Saturday, August 8, 2009

All Apologies

So I'm in my mid to late twenties. Most of my friends are too. I've been hearing more and more of them say things like, "I thought I would be further along in my life now," or "I feel behind" I've been noticing a lot of feelings of inadequacy over not making enough money, not owning property, or not being in the ideal relationship.

It's kind of depressing. Not only because the people I care about feel dissatisfied with their lives, but because I'm not sure having all of these things is going to guarantee peace of mind/fulfillment. And what happens to one's sense of self when these things disappear/are threatened?

I feel like people want things like marriage and a certain career more for the status these things display than for the enjoyment they bring. I'm definitely not anti-ambition, and I can see myself being married (and even having kids!) if it was right.

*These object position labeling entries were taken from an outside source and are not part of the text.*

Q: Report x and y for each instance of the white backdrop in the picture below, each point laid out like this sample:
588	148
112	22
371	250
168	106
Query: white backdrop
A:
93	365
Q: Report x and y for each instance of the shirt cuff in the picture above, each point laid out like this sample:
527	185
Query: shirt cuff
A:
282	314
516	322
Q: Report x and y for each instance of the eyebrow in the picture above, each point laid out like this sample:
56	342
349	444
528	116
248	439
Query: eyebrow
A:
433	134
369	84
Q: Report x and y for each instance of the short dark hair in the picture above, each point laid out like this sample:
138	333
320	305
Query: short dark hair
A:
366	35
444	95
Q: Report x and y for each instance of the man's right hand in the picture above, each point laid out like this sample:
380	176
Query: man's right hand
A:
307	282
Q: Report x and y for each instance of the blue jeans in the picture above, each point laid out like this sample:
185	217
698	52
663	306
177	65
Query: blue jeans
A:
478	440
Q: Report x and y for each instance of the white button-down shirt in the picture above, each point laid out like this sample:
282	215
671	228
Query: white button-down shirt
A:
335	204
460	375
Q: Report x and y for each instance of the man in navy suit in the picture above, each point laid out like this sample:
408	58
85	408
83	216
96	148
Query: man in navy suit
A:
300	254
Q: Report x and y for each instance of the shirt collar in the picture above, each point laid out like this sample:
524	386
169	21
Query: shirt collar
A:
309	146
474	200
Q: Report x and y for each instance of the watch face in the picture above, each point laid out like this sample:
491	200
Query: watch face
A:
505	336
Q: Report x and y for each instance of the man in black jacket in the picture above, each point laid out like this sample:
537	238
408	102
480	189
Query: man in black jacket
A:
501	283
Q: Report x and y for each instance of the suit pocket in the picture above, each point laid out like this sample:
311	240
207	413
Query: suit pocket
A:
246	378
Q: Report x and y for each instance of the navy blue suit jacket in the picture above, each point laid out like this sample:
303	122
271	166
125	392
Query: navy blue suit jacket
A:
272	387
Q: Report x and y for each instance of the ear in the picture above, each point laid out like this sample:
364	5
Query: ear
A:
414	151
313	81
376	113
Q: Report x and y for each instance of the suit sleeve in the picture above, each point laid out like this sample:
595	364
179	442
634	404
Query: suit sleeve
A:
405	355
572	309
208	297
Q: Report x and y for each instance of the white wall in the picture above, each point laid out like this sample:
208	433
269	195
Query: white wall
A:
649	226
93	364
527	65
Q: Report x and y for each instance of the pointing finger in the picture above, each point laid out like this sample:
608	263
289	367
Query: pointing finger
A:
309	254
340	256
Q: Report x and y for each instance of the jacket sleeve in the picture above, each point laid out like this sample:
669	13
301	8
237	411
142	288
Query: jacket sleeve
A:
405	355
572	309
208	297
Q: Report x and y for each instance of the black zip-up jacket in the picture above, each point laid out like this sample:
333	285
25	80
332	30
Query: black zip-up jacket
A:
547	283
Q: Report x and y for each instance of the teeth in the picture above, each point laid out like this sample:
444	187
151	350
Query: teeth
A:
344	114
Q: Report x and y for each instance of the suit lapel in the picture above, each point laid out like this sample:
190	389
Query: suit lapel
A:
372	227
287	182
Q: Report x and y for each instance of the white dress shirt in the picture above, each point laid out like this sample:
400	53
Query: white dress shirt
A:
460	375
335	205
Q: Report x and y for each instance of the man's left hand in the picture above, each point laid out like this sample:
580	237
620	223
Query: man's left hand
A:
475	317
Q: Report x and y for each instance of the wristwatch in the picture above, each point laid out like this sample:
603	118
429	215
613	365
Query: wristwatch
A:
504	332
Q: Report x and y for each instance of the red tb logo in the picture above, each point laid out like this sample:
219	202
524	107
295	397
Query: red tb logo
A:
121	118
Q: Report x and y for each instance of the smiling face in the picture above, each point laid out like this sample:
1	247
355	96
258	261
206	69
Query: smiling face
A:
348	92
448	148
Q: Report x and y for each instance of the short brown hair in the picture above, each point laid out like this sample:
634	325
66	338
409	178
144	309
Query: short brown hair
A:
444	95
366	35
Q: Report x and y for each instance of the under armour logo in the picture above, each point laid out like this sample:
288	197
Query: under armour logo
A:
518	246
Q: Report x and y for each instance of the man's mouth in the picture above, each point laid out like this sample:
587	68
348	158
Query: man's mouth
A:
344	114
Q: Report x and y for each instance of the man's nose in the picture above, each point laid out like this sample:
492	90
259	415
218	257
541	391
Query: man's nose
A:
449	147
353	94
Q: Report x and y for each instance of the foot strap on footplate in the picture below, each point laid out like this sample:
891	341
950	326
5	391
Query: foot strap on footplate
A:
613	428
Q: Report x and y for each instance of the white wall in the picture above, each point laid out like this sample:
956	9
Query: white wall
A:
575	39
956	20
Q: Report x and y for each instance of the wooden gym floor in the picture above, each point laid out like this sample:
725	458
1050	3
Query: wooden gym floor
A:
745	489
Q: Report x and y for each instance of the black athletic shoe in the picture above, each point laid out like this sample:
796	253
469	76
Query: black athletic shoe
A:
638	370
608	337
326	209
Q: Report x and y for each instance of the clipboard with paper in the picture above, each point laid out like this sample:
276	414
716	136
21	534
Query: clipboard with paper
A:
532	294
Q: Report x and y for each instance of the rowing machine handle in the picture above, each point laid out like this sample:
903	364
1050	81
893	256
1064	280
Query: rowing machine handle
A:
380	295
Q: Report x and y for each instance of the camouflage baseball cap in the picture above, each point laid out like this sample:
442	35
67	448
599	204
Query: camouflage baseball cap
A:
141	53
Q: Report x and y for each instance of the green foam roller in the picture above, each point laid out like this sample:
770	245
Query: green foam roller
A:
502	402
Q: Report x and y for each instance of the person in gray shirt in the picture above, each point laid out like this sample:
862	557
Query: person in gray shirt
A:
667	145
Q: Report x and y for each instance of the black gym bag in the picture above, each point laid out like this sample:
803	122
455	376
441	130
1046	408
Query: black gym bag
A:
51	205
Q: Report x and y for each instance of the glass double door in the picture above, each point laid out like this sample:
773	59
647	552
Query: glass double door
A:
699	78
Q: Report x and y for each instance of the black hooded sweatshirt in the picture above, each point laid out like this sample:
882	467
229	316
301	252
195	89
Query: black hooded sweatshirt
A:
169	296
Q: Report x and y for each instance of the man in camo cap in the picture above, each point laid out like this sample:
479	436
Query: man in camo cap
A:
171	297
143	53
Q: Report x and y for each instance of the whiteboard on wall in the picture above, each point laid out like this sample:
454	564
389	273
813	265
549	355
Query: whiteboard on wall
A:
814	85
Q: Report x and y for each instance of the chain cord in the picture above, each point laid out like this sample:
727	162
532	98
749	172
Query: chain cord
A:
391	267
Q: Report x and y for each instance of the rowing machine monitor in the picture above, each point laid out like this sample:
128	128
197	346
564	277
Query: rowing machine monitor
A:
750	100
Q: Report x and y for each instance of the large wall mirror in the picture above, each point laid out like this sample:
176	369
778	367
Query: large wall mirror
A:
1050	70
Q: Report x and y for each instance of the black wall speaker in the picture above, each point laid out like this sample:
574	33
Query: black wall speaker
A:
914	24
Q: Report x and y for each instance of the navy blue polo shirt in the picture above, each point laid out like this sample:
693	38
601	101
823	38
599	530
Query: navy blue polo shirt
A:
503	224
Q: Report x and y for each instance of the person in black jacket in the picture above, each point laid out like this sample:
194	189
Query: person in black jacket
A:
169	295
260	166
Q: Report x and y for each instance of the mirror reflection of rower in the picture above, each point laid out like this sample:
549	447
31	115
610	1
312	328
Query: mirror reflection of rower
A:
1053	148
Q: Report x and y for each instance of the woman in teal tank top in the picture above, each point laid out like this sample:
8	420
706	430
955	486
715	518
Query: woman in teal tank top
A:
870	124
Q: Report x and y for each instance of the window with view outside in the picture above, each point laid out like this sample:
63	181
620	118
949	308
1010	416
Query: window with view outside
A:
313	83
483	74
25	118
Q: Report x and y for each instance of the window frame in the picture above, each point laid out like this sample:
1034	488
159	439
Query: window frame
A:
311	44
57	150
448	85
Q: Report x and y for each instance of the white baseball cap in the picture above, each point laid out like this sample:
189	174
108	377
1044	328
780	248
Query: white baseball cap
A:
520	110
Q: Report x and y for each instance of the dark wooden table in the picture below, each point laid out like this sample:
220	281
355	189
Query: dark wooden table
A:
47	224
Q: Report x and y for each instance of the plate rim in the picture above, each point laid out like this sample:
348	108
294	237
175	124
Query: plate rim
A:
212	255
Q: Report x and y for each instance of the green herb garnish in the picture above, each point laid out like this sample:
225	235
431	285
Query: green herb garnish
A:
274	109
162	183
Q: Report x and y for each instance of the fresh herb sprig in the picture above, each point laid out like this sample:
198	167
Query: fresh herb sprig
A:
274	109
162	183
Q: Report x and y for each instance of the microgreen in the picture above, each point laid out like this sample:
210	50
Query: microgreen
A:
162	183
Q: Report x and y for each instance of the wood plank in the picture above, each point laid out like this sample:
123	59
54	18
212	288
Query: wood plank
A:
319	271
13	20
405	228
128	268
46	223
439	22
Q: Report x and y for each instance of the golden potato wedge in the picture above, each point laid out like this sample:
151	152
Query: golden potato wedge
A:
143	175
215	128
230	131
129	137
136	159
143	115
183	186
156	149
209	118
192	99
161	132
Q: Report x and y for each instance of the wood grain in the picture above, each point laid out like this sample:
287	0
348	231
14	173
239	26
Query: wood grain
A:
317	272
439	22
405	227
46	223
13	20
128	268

But it feels like these goals are a bandwagon, and it's a bit of a downer.

No, I'm not going to try to preach that you are the all singing, all dancing crap of the world.

But when I'm really honest with myself, I can't see myself being anything beyond my state of mind in this moment. Life is a series of moments, and I'm afraid of looking back on my life and not appreciating what each moment had to offer.

The irony is that I've been an anxious insomniac with a knot-ridden back. Turning off my mind, relaxing, and floating downstream has been proving to be difficult for me as of late. And I think the source of this anxiety is the desire to push my life forward and achieve some long overdue goals. Maybe this is just imprinted in the human condition.

I can't speak for others, but I suppose I will always be trying to find balance between appreciating and supplicating.

2 comments:

Mrs. M. said...

well if you're not going to preach that we are the all singing all dancing crap of the world, would you at least tell us that we are not beautiful and unique snowflakes?

ShaneMo said...

haha. yeah...well.

we are and we aren't beautiful and unique snowflakes.